If only there were a way for existing developers of microcontroller-based embedded systems to add AI/ML capabilities to their systems without having to learn anything about AI/ML and without having to create the data sets required to train their AI/ML applications.
Let’s look at one possible solution, the NanoEdge AI Studio from Cartesiam. The way this works is that you launch NanoEdge AI Studio IDE on your PC running Windows 10 or Linux Ubuntu. Next, you select the processor core featured in your target microcontroller device. Currently, your options are the ARM Cortex M0, M0+, M3, M4, and M7, which have to be the most ubiquitous processors in the embedded market.
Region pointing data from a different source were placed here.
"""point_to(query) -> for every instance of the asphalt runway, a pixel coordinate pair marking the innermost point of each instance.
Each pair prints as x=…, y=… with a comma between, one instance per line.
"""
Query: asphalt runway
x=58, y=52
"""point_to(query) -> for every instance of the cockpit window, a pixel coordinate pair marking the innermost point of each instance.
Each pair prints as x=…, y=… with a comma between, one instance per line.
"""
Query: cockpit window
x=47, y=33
This is also the time when you specify how much RAM you wish to devote to your AI/ML solution (NanoEdge AI Studio generates solutions that require only 4K to 16K of RAM, making them the most optimized AI/ML algorithms in the industry).
Next, you select the number and types of sensors you wish to use, such as temperature sensors, magnetic sensors, accelerometers, microphones (for sound recognition, not speech recognition), and so forth. Note that you don’t have to identify specific model numbers — just general types, like “one 3-axis accelerometer and three temperature sensors” (you also have to load samples of generic data associated with each sensor to give the system a contextual idea as to what it’s going to be dealing with).
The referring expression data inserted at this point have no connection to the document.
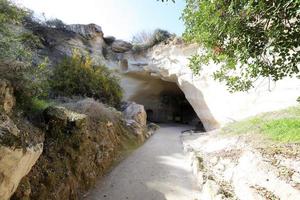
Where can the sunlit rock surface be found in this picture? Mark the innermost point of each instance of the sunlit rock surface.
(214, 105)
(147, 74)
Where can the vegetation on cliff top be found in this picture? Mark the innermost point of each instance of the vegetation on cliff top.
(280, 126)
(249, 39)
(77, 76)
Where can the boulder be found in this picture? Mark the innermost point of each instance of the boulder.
(120, 46)
(16, 156)
(136, 112)
(63, 121)
(88, 31)
(109, 40)
(7, 99)
(136, 118)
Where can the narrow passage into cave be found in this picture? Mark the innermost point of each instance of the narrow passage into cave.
(164, 102)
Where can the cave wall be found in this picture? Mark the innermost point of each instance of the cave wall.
(212, 102)
(168, 61)
(163, 100)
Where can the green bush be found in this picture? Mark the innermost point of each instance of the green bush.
(77, 76)
(281, 126)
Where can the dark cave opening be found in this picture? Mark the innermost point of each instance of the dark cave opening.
(164, 101)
This is one of the clever parts: The NanoEdge AI Studio IDE comes equipped with an extensive suite of AI/ML building blocks. Using the information you’ve provided (type of processor, amount of RAM, number and types of sensors, etc.), it will generate the best AI/ML solution out of 500 million possible combinations. The resulting solution, which is provided as a C library that is easily embeddable into the main micro-controller program, is subsequently compiled and downloaded into your embedded system.
This is another of the clever parts: You don’t need a training data set, because your AI/ML solution spends a week or so using its sensors to observe the machine working 24/7 and training itself. Once the solution has been trained, it can be left to its own devices (no pun intended), identifying patterns, detecting anomalies, predicting issues and outcomes, and alerting its human co-workers as to any potential problems.
I don’t know about you, but I think this is one of the most exciting AI/ML developments I’ve seen recently. A couple of years ago, the air conditioning unit at our house failed unexpectedly in the middle of the summer. We had a very uncomfortable week waiting for the HVAC guys to replace it with a new unit. I’m currently thinking about using NanoEdge AI Studio to create a simple application that I can attach to the air conditioning unit outside — possibly using a 3-axis accelerometer to monitor vibration — with a tricolor LED to inform me when things are good (green), hinting at going “wobbly” (orange), and starting to go “pear-shaped” (red). If I see anything other than a cheery green LED welcoming me when I return home, I’ll immediately get the HVAC guys to race around and sort things out before I end up with tears streaming down my face.
What do you think about all of this? Is this the development you’ve been waiting for to leap into creating AI/ML-enabled embedded systems with gusto and abandon?